How IPPS Final Rule Affects Medical Coding
Commentors pointed out that determining a patient's expected length of stay is difficult and contradictory to the physician's training. CMS acknowledged that physicians may have trouble estimating length of stay, but stated, "It has been longstanding Medicare policy to require physicians to admit a beneficiary as a hospital inpatient based on their expected length of stay."
If the physician is unable to estimate the length of stay, CMS instructs physicians to continuing treating patients as outpatients until they have enough information to determine whether the patient should be admitted.
In response to additional comments, CMS stated that it expects physicians to make the decision to admit the beneficiary "based on the cumulative time spent at the hospital beginning with the initial outpatient service."

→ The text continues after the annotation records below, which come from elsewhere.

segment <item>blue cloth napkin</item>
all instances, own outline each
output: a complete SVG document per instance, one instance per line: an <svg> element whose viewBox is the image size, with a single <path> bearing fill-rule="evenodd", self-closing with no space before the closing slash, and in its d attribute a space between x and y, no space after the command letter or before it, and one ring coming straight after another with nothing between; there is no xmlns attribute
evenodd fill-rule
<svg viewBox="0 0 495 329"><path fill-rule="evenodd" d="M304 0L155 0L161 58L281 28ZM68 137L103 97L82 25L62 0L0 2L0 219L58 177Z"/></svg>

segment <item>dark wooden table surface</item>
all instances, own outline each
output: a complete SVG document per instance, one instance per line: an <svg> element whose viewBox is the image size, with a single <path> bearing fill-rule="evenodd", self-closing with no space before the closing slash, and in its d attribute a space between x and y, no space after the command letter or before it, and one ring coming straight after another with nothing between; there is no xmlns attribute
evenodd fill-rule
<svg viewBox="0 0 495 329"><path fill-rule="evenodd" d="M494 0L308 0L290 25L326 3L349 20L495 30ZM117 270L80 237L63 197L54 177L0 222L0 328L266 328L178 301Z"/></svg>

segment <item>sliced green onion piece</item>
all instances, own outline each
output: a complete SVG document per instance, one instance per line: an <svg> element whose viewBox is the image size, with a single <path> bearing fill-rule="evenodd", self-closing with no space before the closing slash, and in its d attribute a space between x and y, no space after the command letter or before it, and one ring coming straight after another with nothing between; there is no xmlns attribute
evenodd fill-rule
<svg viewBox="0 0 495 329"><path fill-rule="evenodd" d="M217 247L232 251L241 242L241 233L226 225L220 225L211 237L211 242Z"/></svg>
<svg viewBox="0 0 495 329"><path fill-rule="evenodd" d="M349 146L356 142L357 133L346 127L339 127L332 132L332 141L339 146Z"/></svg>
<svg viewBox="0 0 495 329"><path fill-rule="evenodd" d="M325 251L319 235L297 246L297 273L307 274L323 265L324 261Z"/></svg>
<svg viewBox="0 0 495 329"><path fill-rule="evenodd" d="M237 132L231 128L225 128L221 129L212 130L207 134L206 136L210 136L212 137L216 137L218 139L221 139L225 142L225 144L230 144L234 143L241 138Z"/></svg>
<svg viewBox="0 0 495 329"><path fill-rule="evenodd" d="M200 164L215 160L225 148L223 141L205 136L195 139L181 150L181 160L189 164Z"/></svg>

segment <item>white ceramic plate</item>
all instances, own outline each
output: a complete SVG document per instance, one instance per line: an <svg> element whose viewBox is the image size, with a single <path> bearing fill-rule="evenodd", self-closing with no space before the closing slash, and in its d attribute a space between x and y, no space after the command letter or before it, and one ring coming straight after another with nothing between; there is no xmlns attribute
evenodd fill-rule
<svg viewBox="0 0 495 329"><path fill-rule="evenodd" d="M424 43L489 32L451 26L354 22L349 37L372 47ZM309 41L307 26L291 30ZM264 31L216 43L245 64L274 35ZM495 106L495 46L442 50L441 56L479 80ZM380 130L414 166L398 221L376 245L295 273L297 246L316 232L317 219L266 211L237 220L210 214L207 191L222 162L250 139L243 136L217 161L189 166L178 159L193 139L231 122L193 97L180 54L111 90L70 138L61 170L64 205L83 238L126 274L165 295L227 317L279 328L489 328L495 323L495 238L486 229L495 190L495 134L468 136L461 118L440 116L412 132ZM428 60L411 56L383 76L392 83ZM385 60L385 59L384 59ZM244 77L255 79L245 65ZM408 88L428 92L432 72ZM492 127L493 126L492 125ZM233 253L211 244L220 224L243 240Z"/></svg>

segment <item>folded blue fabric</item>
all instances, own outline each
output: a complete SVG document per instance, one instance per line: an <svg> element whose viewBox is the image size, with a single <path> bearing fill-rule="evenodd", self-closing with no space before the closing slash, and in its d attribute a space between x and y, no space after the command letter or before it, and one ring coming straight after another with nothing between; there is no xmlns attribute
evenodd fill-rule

In other words, if the physician makes the decision to admit after the beneficiary arrived at the hospital and began receiving services, he or she should consider the time already spent receiving those services in estimating the beneficiary's total expected length of stay. For example, if the beneficiary has already passed 1 midnight as an outpatient observation patient or in routine recovery following outpatient surgery, the physician should consider the 2 midnight benchmark met if he or she expects the beneficiary to require an additional midnight in the hospital.
Although CMS also stated that the documentation in the medical record needs to support that the physician had reason to believe the patient would stay two midnights, a Medicare review contractor can potentially deem that the documentation is not strong enough and reverse the complex medical decision made by the physician based on what they knew at the time, Mackaman says.